Science

Here's a SpaceX Rocket Torching Up the Sky On Its Way to the ISS

SpaceX was pretty on point to name its flagship spacecraft Dragon. The fire-breathing spectacle that comes with sending this baby into space is simply unparalleled.

Last July, SpaceX fired a Falcon 9 rocket carrying a Dragon capsule to the International Space Station from Cape Canaveral, Florida. The mission was just one of many ongoing launches to send resupply cargo to the station, which has made SpaceX the first commercial company ever to visit the station.
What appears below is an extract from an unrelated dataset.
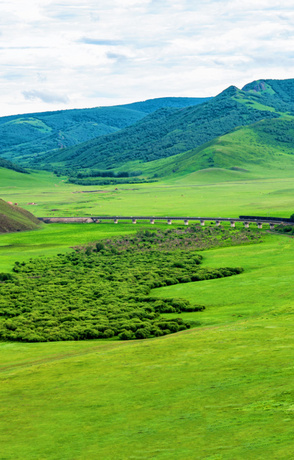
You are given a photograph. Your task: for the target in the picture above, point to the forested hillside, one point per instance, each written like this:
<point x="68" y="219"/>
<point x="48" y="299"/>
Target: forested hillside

This image shows the Falcon 9 rocket launch in Florida in July 2016. 

Tim Shortt, Florida Today

Falcon 9 was designed by SpaceX from start to finish and uses entirely different mechanisms than traditional rockets. The rocket is equipped with a pressurized separation system and an impulse combustion unit (powered by oxygen and kerosene) that is able to deliver a payload to a given orbit.

When Falcon 9 rockets land, they undergo a series of movements allow the booster to navigate its way back to the ground. As they touch down, they have a signature double sonic boom which occur in a pretty rapid succession.

The sound lets people know, “Oh, yeah, the shuttle is coming back,” Hans Koenigsmann, SpaceX’s vice president of flight reliability, told Spaceflight Now. “I think it’s going to be the same thing eventually when people get used to this particular sonic boom, being slightly different (than the shuttle’s). They will say, ‘Stage 1 is coming back. Falcon 9 is coming back and landing.’”

The next SpaceX cargo resupply mission, CRS-10, will launch on February 8 at the Kennedy Space Center and carry with it almost 7,000 pounds of cargo, crew supplies, and experiments to be used on the orbiting lab.